Employers can take heart in their ability to defend against unwarranted claims filed by employees for discrimination under Title VII for acts and events that are remotely connected to the alleged adverse employment action. In Everroad v. Scott Truck Systems Inc., the Seventh Circuit affirmed the grant of summary judgment on an employee’s claims for gender and age discrimination, and retaliation.
It is important to note the Seventh Circuit’s pronouncements regarding the analysis that applies to discrimination and retaliation claims. First, an employer’s assertion of a legitimate non-discriminatory reason for the termination often overlaps with the employee’s burden of establishing that he or she was meeting her employer’s performance expectations.
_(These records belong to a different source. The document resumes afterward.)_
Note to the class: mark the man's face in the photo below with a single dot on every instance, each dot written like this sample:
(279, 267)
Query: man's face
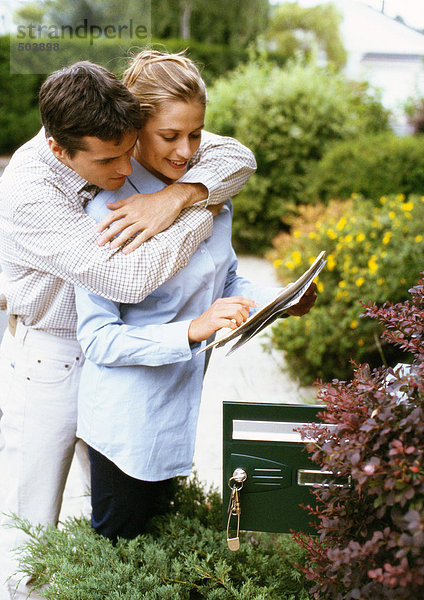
(105, 164)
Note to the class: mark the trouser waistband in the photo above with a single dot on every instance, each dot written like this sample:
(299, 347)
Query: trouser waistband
(61, 347)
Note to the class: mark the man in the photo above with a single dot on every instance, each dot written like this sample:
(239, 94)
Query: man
(48, 244)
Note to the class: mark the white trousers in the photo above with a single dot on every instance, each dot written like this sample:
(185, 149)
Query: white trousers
(38, 397)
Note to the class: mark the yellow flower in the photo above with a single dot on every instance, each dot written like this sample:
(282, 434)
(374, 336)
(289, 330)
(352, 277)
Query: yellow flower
(372, 264)
(297, 258)
(407, 206)
(342, 222)
(331, 263)
(387, 236)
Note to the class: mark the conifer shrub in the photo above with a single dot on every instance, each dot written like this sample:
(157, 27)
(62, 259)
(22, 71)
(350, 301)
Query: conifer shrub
(374, 252)
(183, 557)
(371, 535)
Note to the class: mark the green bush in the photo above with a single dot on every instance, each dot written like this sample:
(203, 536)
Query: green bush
(288, 118)
(372, 166)
(374, 253)
(19, 116)
(185, 556)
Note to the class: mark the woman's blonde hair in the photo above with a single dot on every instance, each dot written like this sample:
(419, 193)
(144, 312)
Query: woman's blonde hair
(156, 77)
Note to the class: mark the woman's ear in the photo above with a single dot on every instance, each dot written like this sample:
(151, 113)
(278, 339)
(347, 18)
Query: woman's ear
(58, 150)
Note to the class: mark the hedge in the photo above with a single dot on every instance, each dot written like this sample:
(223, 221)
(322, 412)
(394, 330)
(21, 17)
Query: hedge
(288, 117)
(372, 165)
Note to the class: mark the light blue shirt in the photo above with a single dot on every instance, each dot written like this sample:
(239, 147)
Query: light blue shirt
(142, 380)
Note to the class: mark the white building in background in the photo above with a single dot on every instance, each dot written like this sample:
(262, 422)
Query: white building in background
(383, 51)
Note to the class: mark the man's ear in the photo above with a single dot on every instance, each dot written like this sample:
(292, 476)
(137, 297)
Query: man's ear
(58, 150)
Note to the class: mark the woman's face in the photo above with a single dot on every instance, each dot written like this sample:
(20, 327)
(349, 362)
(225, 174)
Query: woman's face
(170, 138)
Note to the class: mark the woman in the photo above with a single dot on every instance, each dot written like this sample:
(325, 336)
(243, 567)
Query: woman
(142, 380)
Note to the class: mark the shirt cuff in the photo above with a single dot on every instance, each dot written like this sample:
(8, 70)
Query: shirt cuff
(177, 342)
(210, 180)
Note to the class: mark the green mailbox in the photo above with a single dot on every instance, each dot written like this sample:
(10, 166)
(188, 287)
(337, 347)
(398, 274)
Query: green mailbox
(260, 439)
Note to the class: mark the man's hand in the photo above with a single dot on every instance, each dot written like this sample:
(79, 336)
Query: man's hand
(147, 214)
(305, 303)
(224, 312)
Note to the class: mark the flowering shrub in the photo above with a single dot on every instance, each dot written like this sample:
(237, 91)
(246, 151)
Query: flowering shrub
(371, 535)
(374, 252)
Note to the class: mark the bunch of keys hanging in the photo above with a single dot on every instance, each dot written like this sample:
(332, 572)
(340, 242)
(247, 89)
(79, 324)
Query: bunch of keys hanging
(235, 484)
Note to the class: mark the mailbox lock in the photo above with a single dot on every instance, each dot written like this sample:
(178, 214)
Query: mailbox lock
(235, 484)
(239, 476)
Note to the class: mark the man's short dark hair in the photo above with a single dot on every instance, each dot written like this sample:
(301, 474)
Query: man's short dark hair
(85, 99)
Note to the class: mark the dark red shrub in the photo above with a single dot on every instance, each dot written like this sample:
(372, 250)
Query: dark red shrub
(370, 542)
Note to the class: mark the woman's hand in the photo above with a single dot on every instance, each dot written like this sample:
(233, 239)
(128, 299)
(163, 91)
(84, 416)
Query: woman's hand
(147, 214)
(224, 312)
(305, 303)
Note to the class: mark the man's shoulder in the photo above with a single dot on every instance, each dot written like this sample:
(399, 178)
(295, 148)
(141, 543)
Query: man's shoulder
(28, 173)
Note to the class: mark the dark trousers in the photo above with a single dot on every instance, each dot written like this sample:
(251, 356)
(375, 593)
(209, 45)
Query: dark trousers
(122, 505)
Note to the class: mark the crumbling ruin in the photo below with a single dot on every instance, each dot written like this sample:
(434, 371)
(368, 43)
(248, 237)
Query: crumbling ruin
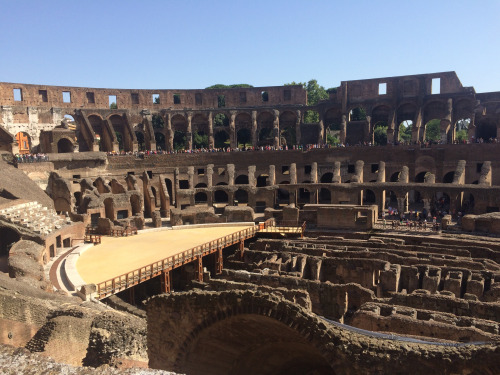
(366, 290)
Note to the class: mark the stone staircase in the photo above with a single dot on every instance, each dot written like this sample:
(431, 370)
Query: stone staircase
(35, 217)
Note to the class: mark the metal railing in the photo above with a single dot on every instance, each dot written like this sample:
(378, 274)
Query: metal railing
(139, 275)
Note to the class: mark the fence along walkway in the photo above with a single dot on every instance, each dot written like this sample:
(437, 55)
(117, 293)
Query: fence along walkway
(163, 266)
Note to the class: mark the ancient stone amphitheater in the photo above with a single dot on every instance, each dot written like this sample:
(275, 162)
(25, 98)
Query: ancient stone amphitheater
(127, 245)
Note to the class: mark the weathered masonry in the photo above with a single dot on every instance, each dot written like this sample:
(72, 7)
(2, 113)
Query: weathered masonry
(257, 116)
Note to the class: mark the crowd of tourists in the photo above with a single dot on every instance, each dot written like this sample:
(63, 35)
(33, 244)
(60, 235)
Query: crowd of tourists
(31, 158)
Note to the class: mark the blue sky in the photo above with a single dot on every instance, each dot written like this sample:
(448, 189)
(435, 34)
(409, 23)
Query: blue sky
(194, 44)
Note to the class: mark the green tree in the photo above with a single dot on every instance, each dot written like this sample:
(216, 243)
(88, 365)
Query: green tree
(380, 133)
(332, 140)
(358, 114)
(405, 131)
(432, 132)
(200, 140)
(461, 135)
(157, 122)
(315, 93)
(234, 86)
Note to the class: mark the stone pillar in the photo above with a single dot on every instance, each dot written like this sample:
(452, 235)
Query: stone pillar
(210, 131)
(255, 136)
(368, 135)
(230, 174)
(33, 126)
(176, 186)
(321, 130)
(336, 173)
(446, 121)
(170, 133)
(252, 181)
(210, 174)
(189, 133)
(276, 128)
(416, 133)
(402, 205)
(293, 174)
(232, 130)
(314, 173)
(272, 175)
(298, 134)
(343, 129)
(391, 128)
(471, 132)
(191, 177)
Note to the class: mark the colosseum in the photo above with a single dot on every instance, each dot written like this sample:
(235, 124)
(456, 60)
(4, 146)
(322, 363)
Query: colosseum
(216, 231)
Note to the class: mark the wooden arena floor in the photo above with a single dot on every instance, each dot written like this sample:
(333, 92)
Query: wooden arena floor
(118, 255)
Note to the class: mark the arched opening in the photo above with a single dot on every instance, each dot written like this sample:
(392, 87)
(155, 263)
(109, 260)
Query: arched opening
(304, 196)
(241, 196)
(135, 204)
(160, 141)
(395, 177)
(421, 176)
(157, 122)
(262, 180)
(64, 146)
(391, 200)
(200, 198)
(168, 183)
(380, 133)
(405, 129)
(288, 121)
(244, 138)
(242, 179)
(221, 139)
(200, 139)
(123, 137)
(103, 136)
(266, 136)
(282, 197)
(327, 178)
(8, 238)
(415, 202)
(220, 120)
(265, 124)
(333, 121)
(288, 137)
(24, 142)
(141, 143)
(486, 130)
(109, 209)
(155, 196)
(253, 344)
(432, 131)
(369, 197)
(468, 204)
(441, 204)
(325, 196)
(462, 130)
(180, 140)
(448, 177)
(220, 196)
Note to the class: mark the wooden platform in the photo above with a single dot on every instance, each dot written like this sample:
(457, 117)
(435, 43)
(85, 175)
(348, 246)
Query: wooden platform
(117, 256)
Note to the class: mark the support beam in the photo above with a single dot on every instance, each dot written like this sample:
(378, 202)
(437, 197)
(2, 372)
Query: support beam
(166, 277)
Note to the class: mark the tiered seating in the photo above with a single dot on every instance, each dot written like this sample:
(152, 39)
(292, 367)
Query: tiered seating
(35, 217)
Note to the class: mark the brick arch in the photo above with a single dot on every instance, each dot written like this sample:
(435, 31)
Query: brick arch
(274, 312)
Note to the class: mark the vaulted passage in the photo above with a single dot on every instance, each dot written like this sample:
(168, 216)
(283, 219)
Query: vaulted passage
(252, 344)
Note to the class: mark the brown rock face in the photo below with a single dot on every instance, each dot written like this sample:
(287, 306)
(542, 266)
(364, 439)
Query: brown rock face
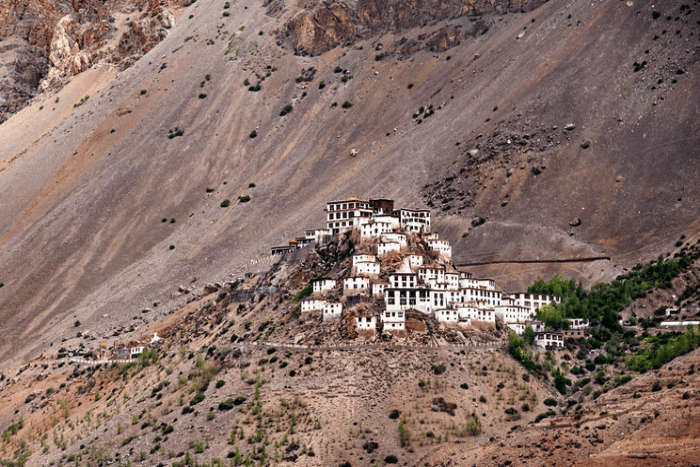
(42, 43)
(323, 26)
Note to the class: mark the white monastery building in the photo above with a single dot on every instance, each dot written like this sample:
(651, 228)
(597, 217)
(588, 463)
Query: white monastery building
(322, 285)
(312, 304)
(384, 249)
(549, 339)
(366, 323)
(355, 285)
(420, 283)
(332, 310)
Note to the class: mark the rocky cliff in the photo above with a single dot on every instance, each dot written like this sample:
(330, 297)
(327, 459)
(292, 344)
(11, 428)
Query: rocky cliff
(44, 42)
(321, 26)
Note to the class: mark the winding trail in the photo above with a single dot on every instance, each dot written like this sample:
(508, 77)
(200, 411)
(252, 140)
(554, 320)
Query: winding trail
(536, 261)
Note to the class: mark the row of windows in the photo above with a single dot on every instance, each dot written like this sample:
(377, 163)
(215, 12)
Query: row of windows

Thus, it may be that in some instances employers are able to assert insubordination to defeat an employee’s argument that they have established a prima facie case of discrimination or retaliation. The Seventh Circuit also stated that to establish pre-text, the employee must demonstrate that the employee’s stated reason is dishonest or a lie rather than an oddity or an error.
Moreover, employees cannot rely upon a single statement that occurred more than a year before the employee’s termination to demonstrate a causal link for purposes of a retaliation claim or to establish pretext. Finally, for analyzing comparatives, the Plaintiff, must establish that the similarly situated employees were treated more favorably at the time of alleged discrimination against the Plaintiff.
We will see how the Everroad opinion impacts the typical burden shifting analysis for claims of discrimination based on indirect evidence. However, for now, employers can take heart about the fact that they have the ability to defend themselves from frivolous or unwarranted claims of discrimination.